Mayor Alison Clarke said one-third of 210 residents surveyed on the issue supported the ban, while 23 per cent were opposed. The rest were unsure.
“There was general agreement that smoking bans near playgrounds are a no-brainer and should be introduced,” Cr Clarke said. “But when it came to bans being introduced in outdoor dining areas, there were strong views expressed both for and against.”
The council proposed in March to ban smoking in outdoor dining areas, council-owned or managed playgrounds, sport and recreation facilities, and council-run or sponsored events. The council has already installed signs near 25 playgrounds requesting people not light up.
The council will vote on the matter on November 22.
Comments from the council’s online consultation revealed those who support an extended ban would be more likely to visit cafes and other venues, as they object to second-hand smoke. Those who oppose the move have said the proposal would be a “nanny” by-law that would unfairly discriminate against smokers.

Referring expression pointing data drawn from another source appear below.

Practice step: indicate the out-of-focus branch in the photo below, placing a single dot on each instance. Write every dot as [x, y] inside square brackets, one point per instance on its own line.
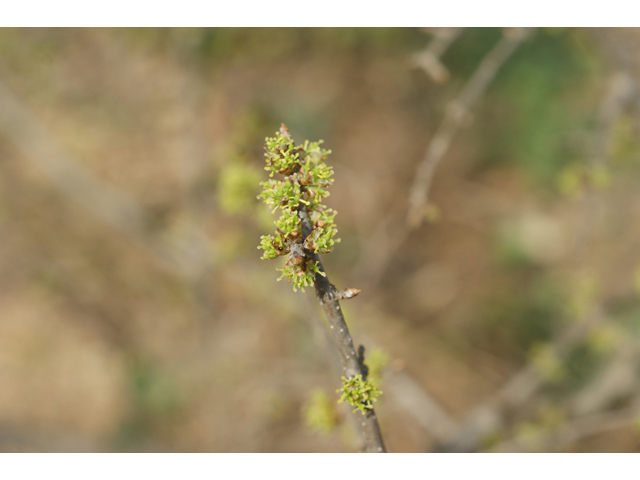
[456, 114]
[576, 430]
[621, 93]
[490, 416]
[189, 258]
[523, 386]
[352, 361]
[429, 58]
[420, 405]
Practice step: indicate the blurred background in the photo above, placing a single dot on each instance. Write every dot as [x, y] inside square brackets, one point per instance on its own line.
[136, 314]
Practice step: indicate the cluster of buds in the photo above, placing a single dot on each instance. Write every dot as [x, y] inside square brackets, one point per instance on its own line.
[305, 183]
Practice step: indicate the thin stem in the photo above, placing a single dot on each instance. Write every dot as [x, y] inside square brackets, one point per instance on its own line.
[352, 363]
[457, 112]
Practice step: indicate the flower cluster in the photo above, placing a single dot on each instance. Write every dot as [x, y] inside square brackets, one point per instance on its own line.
[358, 393]
[305, 183]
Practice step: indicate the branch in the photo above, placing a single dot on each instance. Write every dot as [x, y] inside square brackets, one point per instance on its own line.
[188, 258]
[490, 416]
[351, 362]
[429, 58]
[457, 112]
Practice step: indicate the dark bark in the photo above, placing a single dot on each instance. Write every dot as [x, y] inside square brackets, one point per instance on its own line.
[352, 363]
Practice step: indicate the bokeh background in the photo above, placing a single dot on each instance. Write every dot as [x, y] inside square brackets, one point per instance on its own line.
[136, 314]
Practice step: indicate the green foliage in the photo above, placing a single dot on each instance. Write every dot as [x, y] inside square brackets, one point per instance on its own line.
[358, 393]
[236, 188]
[305, 183]
[547, 362]
[319, 413]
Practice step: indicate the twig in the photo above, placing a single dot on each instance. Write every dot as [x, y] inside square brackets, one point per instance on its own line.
[457, 112]
[621, 93]
[576, 430]
[429, 58]
[352, 363]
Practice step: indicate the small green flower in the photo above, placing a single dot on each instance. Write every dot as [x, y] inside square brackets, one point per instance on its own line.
[305, 183]
[358, 393]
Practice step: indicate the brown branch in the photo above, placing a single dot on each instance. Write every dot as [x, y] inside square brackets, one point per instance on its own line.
[457, 112]
[490, 416]
[575, 430]
[429, 58]
[352, 363]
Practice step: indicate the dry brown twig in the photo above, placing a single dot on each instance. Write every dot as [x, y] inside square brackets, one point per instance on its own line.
[352, 362]
[429, 58]
[377, 255]
[621, 92]
[457, 113]
[576, 430]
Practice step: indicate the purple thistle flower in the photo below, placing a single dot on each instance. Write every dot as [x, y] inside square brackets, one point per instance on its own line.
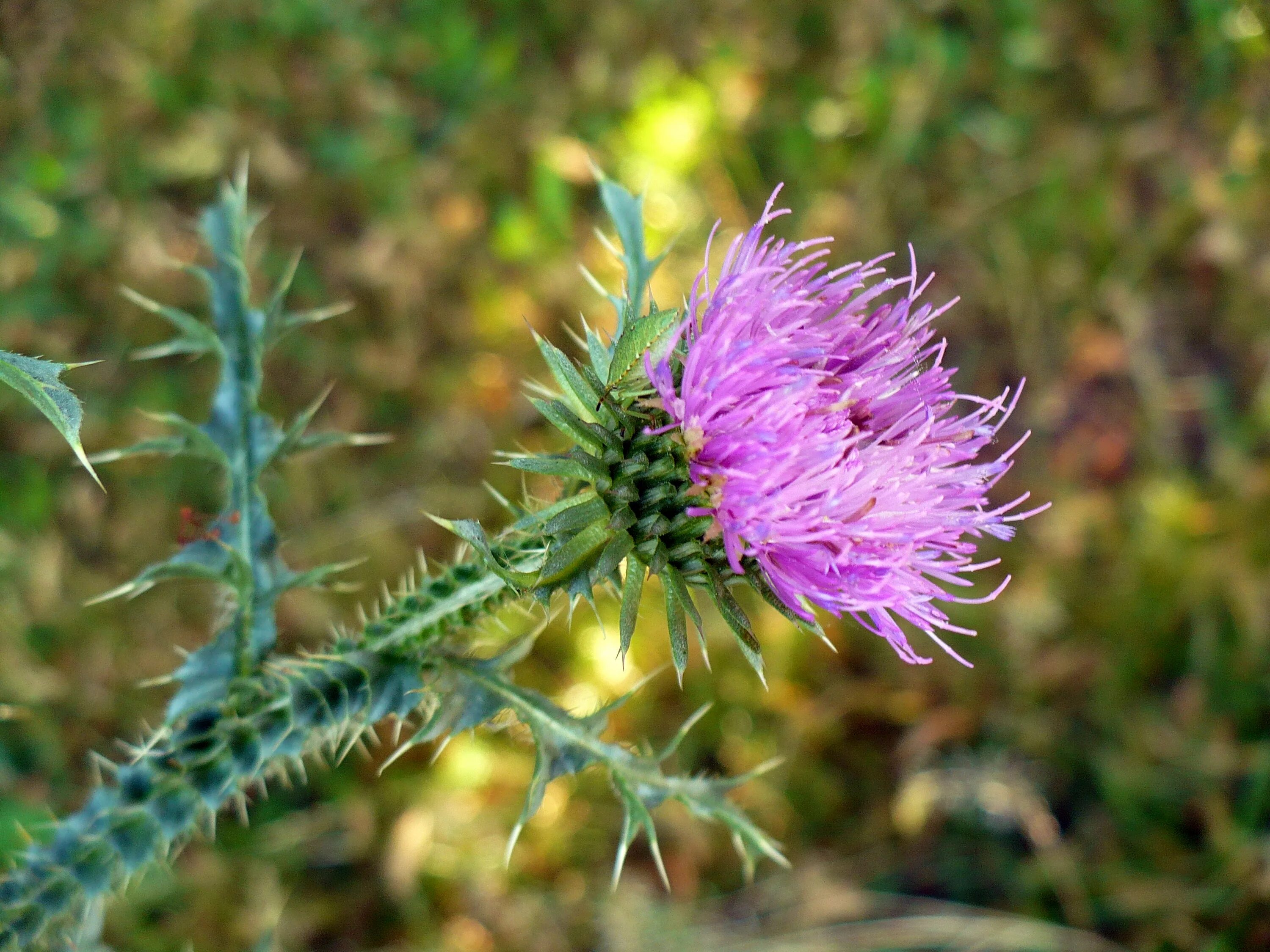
[828, 442]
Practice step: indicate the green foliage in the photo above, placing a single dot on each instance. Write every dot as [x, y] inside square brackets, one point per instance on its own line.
[242, 718]
[40, 382]
[239, 549]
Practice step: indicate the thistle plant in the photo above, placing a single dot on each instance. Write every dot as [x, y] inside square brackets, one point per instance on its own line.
[781, 432]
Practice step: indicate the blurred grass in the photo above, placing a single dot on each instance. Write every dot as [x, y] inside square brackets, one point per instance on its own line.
[1090, 178]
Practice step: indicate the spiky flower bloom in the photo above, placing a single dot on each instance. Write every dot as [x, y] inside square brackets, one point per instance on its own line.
[826, 440]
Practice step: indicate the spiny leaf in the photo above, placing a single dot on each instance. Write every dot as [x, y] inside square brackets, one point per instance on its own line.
[191, 440]
[295, 320]
[544, 465]
[599, 352]
[568, 423]
[540, 518]
[39, 381]
[193, 336]
[627, 212]
[474, 535]
[296, 440]
[679, 629]
[206, 559]
[633, 587]
[573, 555]
[736, 617]
[315, 577]
[642, 336]
[618, 549]
[578, 517]
[581, 396]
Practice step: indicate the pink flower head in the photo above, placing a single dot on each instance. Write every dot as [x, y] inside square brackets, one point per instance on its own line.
[827, 438]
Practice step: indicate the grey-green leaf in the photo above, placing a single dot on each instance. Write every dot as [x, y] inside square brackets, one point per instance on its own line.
[193, 337]
[39, 381]
[642, 336]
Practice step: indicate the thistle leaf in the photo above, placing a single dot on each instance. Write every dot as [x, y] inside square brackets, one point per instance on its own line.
[639, 338]
[627, 212]
[474, 535]
[736, 617]
[679, 629]
[39, 381]
[572, 556]
[314, 578]
[568, 423]
[633, 587]
[566, 468]
[540, 518]
[193, 336]
[206, 559]
[191, 440]
[581, 396]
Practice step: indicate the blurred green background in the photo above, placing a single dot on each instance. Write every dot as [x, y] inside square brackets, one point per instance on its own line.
[1091, 178]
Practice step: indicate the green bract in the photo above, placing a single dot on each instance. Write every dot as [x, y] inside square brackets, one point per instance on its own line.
[246, 716]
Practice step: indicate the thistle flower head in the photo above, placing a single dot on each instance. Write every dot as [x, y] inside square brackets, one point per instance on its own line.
[827, 441]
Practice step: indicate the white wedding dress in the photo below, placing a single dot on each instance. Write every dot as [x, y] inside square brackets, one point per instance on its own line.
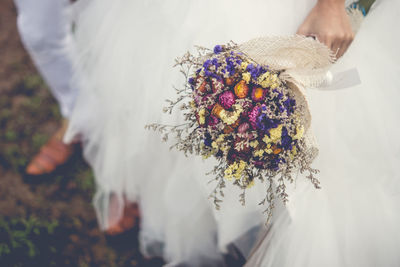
[127, 50]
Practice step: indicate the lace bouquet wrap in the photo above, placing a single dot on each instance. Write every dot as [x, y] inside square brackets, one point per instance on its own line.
[245, 105]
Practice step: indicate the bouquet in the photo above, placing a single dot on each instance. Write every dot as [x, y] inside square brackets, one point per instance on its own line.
[245, 106]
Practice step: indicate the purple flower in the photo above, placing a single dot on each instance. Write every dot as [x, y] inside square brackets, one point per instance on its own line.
[264, 123]
[191, 81]
[258, 164]
[227, 99]
[289, 104]
[207, 63]
[207, 140]
[243, 127]
[286, 140]
[274, 164]
[217, 49]
[212, 120]
[253, 114]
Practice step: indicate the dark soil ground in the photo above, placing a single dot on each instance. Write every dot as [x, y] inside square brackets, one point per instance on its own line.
[50, 223]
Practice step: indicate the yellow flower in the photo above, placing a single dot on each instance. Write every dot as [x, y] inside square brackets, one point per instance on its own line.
[230, 117]
[235, 170]
[293, 153]
[251, 184]
[202, 116]
[269, 150]
[269, 80]
[276, 133]
[246, 77]
[258, 153]
[299, 132]
[254, 144]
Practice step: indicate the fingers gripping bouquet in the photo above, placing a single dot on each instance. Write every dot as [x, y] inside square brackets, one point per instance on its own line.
[245, 106]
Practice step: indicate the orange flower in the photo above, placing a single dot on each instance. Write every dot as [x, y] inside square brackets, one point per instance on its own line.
[217, 110]
[229, 81]
[241, 89]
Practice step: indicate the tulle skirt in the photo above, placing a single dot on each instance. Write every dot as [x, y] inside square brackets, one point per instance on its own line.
[127, 50]
[353, 220]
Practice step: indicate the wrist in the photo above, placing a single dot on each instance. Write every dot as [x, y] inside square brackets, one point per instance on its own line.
[332, 3]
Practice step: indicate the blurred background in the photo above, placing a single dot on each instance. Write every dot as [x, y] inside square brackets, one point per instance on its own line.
[50, 222]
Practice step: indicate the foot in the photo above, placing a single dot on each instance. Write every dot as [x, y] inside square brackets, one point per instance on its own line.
[128, 221]
[52, 155]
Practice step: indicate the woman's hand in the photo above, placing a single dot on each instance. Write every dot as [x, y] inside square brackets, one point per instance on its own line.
[330, 24]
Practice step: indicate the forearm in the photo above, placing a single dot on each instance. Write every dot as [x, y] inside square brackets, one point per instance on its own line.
[333, 2]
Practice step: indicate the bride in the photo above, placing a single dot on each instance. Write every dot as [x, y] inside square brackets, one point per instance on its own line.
[127, 49]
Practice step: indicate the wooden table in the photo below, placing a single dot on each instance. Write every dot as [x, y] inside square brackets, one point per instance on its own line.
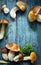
[20, 30]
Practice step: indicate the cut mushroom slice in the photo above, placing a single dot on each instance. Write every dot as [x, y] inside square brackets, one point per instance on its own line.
[5, 9]
[33, 14]
[32, 57]
[19, 6]
[13, 47]
[2, 31]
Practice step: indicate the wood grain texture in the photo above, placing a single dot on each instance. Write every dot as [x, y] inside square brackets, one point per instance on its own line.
[21, 31]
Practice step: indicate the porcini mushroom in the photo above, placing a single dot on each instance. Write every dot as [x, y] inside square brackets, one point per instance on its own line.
[5, 9]
[19, 6]
[13, 47]
[2, 31]
[4, 50]
[18, 58]
[11, 55]
[32, 57]
[33, 14]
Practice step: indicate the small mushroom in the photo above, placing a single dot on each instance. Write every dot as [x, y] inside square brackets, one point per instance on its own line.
[19, 6]
[5, 9]
[32, 57]
[13, 47]
[18, 58]
[5, 56]
[33, 14]
[11, 55]
[3, 50]
[2, 31]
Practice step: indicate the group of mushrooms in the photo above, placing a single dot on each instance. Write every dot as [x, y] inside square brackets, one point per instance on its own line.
[12, 52]
[8, 53]
[32, 14]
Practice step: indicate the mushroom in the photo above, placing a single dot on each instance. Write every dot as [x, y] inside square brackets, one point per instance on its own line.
[5, 9]
[32, 57]
[5, 56]
[13, 47]
[11, 55]
[33, 14]
[2, 31]
[18, 58]
[19, 6]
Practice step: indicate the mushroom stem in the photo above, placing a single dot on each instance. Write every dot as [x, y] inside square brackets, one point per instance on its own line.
[39, 18]
[17, 58]
[2, 31]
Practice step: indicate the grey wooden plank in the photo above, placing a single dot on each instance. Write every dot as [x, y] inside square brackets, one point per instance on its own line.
[11, 28]
[29, 32]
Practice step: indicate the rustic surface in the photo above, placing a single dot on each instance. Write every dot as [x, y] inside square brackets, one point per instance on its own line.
[20, 30]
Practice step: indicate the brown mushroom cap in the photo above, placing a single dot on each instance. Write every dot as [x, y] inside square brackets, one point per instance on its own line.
[21, 5]
[3, 50]
[33, 57]
[33, 12]
[13, 47]
[4, 21]
[3, 6]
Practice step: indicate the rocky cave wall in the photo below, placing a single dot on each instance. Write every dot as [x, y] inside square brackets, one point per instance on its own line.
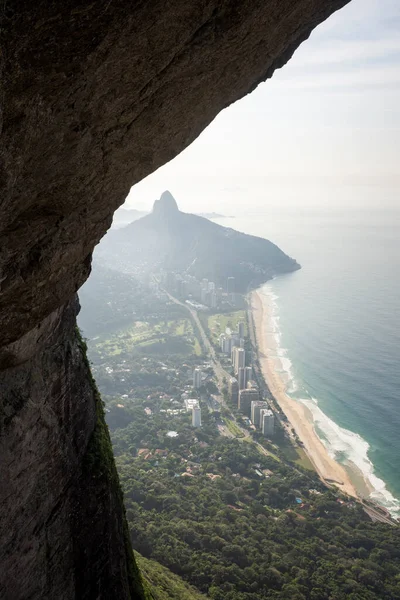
[95, 96]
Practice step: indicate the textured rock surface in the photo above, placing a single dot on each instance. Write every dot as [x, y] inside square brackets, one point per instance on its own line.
[95, 96]
[61, 518]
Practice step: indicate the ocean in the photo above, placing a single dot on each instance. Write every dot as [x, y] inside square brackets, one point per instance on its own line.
[337, 326]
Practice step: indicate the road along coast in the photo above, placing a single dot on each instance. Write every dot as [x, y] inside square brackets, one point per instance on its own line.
[298, 415]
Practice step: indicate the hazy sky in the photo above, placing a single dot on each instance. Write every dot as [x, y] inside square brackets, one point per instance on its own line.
[325, 129]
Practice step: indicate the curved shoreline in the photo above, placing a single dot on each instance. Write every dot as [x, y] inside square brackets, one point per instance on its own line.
[298, 415]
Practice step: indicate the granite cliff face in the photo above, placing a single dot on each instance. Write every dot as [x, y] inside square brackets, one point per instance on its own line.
[62, 533]
[95, 96]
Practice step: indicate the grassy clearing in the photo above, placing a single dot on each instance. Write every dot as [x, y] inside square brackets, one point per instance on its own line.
[303, 459]
[176, 336]
[218, 323]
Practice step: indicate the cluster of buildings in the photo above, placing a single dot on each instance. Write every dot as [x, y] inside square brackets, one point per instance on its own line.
[192, 404]
[243, 391]
[206, 292]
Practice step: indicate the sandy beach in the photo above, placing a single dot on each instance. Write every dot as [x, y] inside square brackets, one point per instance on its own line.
[299, 417]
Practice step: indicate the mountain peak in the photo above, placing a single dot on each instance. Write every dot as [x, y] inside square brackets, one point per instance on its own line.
[166, 205]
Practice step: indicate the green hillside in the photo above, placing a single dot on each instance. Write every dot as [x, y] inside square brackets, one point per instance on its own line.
[164, 585]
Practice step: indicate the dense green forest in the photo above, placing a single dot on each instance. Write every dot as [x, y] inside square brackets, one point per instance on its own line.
[236, 521]
[197, 505]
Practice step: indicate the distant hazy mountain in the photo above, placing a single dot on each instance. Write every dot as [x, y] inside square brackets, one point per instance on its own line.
[170, 239]
[214, 216]
[125, 216]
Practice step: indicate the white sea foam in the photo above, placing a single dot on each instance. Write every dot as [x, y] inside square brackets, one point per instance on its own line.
[343, 445]
[349, 447]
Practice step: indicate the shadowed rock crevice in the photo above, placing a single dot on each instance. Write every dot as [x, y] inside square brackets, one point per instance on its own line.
[95, 96]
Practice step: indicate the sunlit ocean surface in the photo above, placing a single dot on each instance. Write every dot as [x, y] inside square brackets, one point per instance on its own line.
[338, 328]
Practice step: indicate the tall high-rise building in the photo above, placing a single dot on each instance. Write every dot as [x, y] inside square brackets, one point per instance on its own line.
[246, 397]
[230, 285]
[222, 340]
[197, 379]
[239, 359]
[233, 390]
[196, 416]
[249, 374]
[242, 378]
[256, 407]
[267, 422]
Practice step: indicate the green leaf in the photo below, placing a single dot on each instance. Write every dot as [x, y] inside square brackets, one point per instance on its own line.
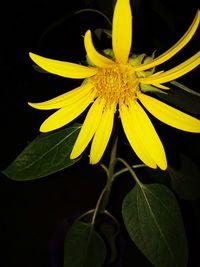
[185, 180]
[45, 155]
[153, 220]
[83, 247]
[181, 99]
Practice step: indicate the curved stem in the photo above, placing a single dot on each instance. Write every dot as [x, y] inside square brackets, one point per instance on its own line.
[96, 210]
[126, 169]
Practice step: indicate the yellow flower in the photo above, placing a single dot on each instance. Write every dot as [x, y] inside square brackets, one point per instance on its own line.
[118, 84]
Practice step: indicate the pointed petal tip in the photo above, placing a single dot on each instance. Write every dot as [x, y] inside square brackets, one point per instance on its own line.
[94, 56]
[122, 31]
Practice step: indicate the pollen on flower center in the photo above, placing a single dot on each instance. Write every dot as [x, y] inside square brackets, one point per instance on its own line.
[117, 84]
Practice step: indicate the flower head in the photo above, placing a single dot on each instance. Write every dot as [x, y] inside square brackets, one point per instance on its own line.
[119, 83]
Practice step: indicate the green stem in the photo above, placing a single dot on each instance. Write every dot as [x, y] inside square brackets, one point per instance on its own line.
[126, 169]
[131, 171]
[105, 194]
[110, 175]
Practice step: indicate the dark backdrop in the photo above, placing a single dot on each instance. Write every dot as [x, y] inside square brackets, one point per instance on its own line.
[34, 214]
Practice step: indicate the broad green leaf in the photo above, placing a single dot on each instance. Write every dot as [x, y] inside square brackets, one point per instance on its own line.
[153, 220]
[83, 247]
[186, 179]
[47, 154]
[185, 100]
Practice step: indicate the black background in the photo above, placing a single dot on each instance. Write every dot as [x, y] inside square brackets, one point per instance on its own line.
[33, 213]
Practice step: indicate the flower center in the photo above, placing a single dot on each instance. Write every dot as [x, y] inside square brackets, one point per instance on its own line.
[117, 84]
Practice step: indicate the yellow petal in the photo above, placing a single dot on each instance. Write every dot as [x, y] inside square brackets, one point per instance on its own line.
[88, 128]
[62, 68]
[134, 138]
[148, 134]
[170, 115]
[175, 72]
[102, 135]
[66, 114]
[95, 57]
[175, 48]
[122, 31]
[65, 99]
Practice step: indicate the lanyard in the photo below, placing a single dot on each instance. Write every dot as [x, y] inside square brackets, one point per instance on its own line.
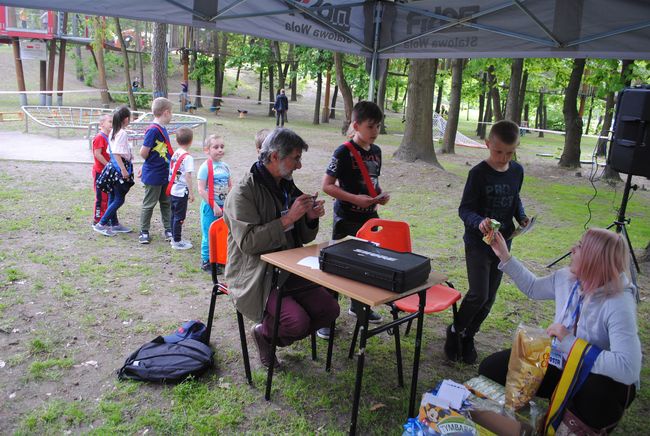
[575, 316]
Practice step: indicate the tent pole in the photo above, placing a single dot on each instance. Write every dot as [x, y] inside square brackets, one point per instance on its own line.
[375, 55]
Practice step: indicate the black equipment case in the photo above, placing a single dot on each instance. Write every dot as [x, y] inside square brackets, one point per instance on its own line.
[365, 262]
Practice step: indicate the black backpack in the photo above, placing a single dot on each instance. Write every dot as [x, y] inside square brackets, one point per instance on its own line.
[159, 361]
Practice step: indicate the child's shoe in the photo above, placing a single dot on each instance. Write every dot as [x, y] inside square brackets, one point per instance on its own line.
[104, 230]
[121, 229]
[144, 237]
[181, 245]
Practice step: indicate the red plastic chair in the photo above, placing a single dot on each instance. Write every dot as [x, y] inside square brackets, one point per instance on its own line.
[396, 235]
[218, 249]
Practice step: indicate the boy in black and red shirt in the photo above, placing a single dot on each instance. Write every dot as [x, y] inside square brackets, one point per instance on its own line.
[357, 194]
[100, 158]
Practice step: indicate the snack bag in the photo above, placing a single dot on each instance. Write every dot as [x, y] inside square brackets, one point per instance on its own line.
[494, 227]
[531, 348]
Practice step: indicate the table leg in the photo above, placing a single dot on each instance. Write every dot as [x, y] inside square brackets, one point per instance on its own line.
[418, 345]
[363, 322]
[274, 339]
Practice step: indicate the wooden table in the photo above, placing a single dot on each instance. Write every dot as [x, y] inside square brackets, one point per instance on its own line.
[366, 294]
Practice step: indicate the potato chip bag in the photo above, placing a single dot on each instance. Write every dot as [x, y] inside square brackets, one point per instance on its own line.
[531, 348]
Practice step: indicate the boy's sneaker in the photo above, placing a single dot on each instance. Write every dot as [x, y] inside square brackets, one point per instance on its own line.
[181, 245]
[104, 230]
[144, 238]
[323, 333]
[373, 317]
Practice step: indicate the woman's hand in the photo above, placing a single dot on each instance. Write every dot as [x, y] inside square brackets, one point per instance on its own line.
[557, 330]
[500, 247]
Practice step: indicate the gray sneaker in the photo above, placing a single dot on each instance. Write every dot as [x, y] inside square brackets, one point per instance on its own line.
[121, 229]
[104, 230]
[181, 245]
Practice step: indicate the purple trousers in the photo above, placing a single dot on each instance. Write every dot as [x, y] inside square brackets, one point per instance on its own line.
[302, 313]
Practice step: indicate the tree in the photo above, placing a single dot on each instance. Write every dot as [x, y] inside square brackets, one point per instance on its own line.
[573, 123]
[125, 59]
[417, 142]
[159, 60]
[449, 139]
[513, 110]
[346, 92]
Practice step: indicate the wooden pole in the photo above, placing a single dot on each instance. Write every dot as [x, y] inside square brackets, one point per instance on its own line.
[20, 75]
[61, 73]
[51, 61]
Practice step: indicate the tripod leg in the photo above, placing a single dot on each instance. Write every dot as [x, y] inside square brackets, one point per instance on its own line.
[629, 244]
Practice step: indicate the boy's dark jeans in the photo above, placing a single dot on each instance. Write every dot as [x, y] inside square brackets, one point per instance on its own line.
[179, 211]
[484, 279]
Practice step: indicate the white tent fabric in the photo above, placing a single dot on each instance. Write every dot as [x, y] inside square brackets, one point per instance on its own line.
[618, 29]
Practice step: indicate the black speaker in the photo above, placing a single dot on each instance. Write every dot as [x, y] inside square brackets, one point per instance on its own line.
[629, 152]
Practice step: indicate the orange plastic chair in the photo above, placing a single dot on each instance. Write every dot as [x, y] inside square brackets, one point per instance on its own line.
[218, 249]
[396, 235]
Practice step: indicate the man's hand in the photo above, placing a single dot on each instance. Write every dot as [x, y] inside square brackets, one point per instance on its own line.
[485, 225]
[364, 201]
[557, 330]
[500, 247]
[317, 210]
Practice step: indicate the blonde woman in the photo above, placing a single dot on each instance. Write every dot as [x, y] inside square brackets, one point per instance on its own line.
[594, 301]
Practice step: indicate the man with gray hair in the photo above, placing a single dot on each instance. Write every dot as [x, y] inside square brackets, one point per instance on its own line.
[266, 212]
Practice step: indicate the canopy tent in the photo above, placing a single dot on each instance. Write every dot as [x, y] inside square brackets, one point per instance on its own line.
[411, 29]
[618, 29]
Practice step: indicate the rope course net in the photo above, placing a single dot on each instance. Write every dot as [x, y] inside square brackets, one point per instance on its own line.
[439, 126]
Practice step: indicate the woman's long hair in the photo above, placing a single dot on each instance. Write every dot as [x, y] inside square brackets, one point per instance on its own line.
[119, 115]
[603, 257]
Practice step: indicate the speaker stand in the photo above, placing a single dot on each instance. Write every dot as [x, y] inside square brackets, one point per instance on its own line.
[620, 223]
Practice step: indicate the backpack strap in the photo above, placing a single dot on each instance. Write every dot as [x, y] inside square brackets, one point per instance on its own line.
[362, 167]
[170, 150]
[177, 165]
[210, 183]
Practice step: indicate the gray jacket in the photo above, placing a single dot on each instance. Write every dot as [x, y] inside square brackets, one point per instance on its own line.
[606, 321]
[251, 213]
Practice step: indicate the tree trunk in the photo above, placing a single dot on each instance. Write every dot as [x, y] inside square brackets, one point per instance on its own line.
[381, 96]
[449, 140]
[494, 94]
[325, 113]
[159, 60]
[259, 89]
[417, 142]
[319, 88]
[571, 154]
[125, 60]
[346, 92]
[138, 41]
[522, 97]
[333, 107]
[77, 49]
[480, 127]
[99, 54]
[512, 105]
[271, 91]
[601, 147]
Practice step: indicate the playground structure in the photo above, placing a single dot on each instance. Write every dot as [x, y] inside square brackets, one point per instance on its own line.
[85, 118]
[439, 126]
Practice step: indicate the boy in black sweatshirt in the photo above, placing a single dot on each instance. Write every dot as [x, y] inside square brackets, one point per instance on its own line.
[491, 192]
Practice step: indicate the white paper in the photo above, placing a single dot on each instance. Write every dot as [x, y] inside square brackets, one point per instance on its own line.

Last month the Municipal Association of Victoria proposed a statewide framework for banning smoking cheap Esse cigarettes in public. MAV president Bill McArthur said there was broad support from councils across the state for a state government-led initiative.
“Smoke-free alfresco dining and playgrounds already exist or are proposed by state governments in Queensland, Western Australia, South Australia, New South Wales and Tasmania,” Cr McArthur said.
According to the Victorian health department, smoking and secondhand smoke kills about 4000 people across the state and costs $5 billion every year in health costs.